We had almost forgotten that it was a trial, a contest, until Horn came forward for the cross-examination. He turned to Artie’s “criminalistic tendencies”, and Judd’s lack of them. Did the doctor, for example, know who struck the fatal blows on Paulie Kessler’s skull?

There was a moment of hesitation as Dr. McNarry glanced toward the defence table. Wilk arose.

It would make no difference in the conduct of the defence if this point could be clarified, he said. The boys, by their own desire and that of their families, were being tried jointly, as they were inextricably bound in their act.

Horn repeated his question.

“Yes,” said Dr. McNarry. He spoke as though the detail were of little significance. “It was Artie.”

A woman’s shriek sounded over the courtroom hubbub. I noticed Myra, sudden tears on her face. Up to that moment she must still have been clinging to the idea of Judd as the devil.

Horn was asking how the doctor knew it was Artie.

“During one of our talks, there came a point where it was quite clear to me. I asked, ‘It was you who struck the blows, wasn’t it?’ and Artie nodded; he said, ‘You knew it’.”

I had a glimpse over my shoulder of Judd, staring at Artie with almost a reproving look.

The sensation had come late in the afternoon; court adjourned before I finished my call. The corridors were flooded with excited women; there seemed, indeed, to be a particularly sharp scent rising in the warm corridors from their inordinate agitation. In that moment, I saw Myra, slipping between the clots of women. I called her name. She clutched my arm, in that way she had. “Oh, Sid.”

“Sid,” she gasped, “they’re putting me on the stand tomorrow.”

How could that be? What of all the other psychiatrists?

“I don’t know, I don’t know. The lawyers just told me. Sid, I’m scared of that awful man.”

I reassured her. Horn was nobody to be afraid of; it was nothing to be on the stand. She had Wilk to protect her.

I waited in the park. Myra wanted me to walk her to Wilk’s apartment. The heat had not lifted, and the park was teeming. All at once she was there with me, wispy in the twilight. We stood a moment, listening to a middle-aged woman talking to her husband. “I thought all the time it was the dark one did it, that Judd Steiner, but if it was that boy Artie, I don’t understand how he could hit a kid – he looks such a nice boy. He must be insane.”

“It’s the way they were brought up,” the husband said. “Kids nowadays, they have everything too easy.”

We started walking. “Perhaps we’re all like that,” Myra said in her low breathy voice, “the generation that refused to grow up. We’re all babies emotionally.”

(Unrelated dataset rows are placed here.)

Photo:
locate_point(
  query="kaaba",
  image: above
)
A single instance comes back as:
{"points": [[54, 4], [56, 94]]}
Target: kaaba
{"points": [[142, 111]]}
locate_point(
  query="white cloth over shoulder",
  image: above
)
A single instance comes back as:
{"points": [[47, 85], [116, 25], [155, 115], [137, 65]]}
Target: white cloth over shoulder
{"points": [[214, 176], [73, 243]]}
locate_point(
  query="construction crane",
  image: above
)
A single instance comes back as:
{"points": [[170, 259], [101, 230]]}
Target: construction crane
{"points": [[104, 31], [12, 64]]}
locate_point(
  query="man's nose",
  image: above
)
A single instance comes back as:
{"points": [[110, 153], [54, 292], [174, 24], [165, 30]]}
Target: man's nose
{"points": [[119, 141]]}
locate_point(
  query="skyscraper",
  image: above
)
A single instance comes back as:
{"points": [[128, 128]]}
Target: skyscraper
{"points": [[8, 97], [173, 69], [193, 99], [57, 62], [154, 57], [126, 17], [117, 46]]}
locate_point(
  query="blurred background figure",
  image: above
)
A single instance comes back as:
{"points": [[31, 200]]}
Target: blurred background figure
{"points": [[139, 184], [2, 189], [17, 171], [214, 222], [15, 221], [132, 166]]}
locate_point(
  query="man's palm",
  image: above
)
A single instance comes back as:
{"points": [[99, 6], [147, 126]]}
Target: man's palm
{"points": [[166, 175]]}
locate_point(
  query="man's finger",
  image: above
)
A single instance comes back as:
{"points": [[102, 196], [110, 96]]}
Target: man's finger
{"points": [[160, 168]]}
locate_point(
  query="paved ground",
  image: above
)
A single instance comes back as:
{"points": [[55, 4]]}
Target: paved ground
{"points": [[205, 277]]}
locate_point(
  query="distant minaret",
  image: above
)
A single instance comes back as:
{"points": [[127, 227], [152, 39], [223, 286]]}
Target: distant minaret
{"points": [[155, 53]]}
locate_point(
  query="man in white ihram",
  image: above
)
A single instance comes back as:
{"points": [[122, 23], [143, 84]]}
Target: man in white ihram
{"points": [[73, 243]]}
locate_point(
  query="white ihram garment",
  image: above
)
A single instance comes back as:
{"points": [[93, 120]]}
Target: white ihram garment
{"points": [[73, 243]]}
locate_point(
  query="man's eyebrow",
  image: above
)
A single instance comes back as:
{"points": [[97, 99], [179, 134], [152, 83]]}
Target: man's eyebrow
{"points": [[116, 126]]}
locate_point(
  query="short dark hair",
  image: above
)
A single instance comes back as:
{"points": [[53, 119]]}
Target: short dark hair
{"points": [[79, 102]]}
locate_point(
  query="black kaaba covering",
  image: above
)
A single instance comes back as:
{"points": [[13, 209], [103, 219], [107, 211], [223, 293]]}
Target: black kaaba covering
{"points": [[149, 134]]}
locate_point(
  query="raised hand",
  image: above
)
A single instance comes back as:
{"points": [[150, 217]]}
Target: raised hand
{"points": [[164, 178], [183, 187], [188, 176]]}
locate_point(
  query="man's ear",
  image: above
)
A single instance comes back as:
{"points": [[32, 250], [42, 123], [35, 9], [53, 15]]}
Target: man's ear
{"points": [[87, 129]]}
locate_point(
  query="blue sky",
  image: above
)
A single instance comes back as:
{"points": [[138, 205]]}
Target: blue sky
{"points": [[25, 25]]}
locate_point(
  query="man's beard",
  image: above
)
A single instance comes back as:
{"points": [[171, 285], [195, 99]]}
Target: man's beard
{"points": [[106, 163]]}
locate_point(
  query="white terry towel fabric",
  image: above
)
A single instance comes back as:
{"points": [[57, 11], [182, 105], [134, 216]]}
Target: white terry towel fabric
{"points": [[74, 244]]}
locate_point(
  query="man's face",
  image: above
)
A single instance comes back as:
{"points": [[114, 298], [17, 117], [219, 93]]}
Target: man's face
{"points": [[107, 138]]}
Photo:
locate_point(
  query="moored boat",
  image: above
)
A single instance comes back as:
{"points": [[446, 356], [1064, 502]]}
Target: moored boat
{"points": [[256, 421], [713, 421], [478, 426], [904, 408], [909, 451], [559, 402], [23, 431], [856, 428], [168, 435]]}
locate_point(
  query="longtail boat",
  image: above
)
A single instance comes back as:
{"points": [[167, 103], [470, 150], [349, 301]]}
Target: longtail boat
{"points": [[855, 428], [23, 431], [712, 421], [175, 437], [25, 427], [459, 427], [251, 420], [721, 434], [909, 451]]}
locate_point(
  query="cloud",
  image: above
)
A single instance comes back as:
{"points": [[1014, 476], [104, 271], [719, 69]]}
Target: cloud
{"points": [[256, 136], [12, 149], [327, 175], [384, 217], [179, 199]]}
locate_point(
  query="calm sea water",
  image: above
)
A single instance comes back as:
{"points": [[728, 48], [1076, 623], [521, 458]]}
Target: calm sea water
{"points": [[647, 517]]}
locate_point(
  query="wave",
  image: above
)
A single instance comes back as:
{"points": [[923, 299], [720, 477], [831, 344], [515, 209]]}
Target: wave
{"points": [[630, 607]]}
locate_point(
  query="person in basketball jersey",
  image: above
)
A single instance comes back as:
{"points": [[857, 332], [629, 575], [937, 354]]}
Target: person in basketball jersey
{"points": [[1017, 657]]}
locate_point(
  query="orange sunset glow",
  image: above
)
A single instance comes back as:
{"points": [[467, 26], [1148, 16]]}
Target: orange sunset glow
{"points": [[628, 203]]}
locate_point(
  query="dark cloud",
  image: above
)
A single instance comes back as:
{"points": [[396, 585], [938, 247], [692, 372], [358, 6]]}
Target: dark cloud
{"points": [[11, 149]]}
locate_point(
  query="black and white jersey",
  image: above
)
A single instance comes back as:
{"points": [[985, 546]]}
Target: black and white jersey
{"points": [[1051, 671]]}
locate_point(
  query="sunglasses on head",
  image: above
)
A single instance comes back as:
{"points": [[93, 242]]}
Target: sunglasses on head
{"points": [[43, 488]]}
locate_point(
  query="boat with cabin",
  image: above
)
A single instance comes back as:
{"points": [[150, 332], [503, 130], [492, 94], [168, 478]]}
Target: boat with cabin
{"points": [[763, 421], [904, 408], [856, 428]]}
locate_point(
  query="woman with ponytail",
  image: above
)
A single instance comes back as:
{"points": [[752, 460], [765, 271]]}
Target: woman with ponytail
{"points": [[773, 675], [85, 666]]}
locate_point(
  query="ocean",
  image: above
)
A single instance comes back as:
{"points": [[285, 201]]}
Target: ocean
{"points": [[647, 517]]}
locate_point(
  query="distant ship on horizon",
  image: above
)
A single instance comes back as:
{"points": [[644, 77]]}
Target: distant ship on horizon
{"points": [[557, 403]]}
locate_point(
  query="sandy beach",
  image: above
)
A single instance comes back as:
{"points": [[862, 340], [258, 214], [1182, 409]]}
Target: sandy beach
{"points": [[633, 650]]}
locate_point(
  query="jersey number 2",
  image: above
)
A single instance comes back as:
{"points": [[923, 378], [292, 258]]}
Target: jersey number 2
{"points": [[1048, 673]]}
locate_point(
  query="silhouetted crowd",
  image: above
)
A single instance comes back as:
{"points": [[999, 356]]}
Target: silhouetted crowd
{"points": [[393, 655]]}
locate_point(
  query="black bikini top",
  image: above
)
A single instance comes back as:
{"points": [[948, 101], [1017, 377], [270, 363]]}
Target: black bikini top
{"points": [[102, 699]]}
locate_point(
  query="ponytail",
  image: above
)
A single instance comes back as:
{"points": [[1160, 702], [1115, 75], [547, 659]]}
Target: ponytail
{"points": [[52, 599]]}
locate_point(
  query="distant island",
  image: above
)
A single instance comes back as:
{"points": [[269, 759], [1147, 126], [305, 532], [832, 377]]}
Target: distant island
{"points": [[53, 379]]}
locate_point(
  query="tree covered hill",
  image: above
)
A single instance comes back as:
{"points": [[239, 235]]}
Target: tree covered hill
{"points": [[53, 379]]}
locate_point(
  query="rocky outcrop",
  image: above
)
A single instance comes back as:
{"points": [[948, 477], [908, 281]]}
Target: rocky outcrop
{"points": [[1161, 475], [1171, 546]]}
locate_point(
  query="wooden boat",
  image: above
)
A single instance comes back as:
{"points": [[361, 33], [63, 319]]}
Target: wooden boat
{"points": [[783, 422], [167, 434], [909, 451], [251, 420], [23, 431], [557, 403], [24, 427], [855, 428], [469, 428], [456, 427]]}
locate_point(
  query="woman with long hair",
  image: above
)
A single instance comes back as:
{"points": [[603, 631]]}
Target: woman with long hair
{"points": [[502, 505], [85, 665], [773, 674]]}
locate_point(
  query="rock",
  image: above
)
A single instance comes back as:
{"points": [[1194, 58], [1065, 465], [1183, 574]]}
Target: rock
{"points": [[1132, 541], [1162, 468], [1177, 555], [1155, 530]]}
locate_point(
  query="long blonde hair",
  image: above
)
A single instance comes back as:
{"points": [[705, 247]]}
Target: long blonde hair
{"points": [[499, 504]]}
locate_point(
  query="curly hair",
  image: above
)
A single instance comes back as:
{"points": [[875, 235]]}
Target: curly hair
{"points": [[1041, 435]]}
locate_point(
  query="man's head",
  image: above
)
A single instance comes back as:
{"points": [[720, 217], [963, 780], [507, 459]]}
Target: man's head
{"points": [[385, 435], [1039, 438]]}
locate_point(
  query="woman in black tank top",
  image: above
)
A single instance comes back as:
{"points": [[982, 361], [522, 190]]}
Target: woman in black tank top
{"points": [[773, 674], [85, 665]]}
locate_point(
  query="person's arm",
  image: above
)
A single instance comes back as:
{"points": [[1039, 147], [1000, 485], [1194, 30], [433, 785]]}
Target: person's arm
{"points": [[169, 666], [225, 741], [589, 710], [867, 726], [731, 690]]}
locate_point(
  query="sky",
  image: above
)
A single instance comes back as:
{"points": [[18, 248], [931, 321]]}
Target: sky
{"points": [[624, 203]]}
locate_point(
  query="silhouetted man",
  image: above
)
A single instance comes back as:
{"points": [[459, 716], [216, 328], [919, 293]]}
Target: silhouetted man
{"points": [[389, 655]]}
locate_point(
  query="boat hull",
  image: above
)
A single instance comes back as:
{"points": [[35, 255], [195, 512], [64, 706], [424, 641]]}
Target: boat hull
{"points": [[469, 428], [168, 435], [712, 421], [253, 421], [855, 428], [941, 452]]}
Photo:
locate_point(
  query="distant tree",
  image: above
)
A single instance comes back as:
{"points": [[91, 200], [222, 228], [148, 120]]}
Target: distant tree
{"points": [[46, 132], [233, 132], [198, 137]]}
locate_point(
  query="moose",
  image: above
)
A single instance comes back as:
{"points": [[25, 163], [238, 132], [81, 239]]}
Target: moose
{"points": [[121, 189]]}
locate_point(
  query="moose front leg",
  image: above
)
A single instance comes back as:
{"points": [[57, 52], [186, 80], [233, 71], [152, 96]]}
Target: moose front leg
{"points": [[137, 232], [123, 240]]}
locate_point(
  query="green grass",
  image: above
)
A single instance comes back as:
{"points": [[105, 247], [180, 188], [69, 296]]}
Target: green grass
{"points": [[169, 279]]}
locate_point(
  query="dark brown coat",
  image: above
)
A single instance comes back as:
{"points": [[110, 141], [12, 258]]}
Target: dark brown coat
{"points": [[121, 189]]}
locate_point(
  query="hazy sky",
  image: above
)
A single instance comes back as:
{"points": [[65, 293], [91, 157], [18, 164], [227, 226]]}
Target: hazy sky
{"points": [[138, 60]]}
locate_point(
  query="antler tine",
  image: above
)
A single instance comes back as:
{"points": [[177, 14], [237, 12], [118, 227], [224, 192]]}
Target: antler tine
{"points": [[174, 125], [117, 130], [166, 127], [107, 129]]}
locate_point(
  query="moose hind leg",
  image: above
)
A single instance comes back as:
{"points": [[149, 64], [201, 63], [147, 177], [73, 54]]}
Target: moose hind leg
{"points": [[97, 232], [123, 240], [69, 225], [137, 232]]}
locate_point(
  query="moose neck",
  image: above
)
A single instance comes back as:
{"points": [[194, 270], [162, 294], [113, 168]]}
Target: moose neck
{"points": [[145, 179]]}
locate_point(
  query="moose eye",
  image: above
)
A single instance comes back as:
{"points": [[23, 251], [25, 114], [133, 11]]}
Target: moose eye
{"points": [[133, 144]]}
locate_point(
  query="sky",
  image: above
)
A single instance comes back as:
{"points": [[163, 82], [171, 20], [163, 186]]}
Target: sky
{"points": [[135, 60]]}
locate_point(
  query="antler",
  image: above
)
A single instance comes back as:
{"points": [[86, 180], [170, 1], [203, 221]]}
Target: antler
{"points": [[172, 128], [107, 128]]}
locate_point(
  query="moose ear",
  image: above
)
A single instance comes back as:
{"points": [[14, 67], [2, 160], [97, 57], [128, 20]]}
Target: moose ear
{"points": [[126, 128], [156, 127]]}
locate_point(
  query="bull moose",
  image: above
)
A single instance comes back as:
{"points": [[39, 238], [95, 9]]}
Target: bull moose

And as we walked: “Oh, Sid, should I say he was crazy, that he always acted crazy?” When Dr. McNarry had been describing Artie on the stand, Myra said, she had suddenly seen it so clearly, she had remembered so many scenes all tumbling together. The time he put on dark glasses and sat on the curb at Cottage Grove and 63rd, pretending to be a blind beggar, that was infantile – she had always said he was infantile, even to her mother… “Oh, the poor kid, if they do save his life, if he’s sent to an asylum, and some day becomes cured, will they ever let him out?”

And, leaning against me, she expressed her terror again. What was it like on the stand? That Sunday, when Horn’s men had come to see her, she hardly remembered what she had said. Could they hold her to what she had said?

As we entered Wilk’s apartment, Myra was taken over at once by Ferdinand Feldscher, who disappeared with her into a side room. There were conferences everywhere. In a corner of Wilk’s library, several of our fraternity brothers were being prepared to go on the stand. In the dining-room, there were members of Judd’s birding class, and a few campus intellectuals with whom he had argued philosophy.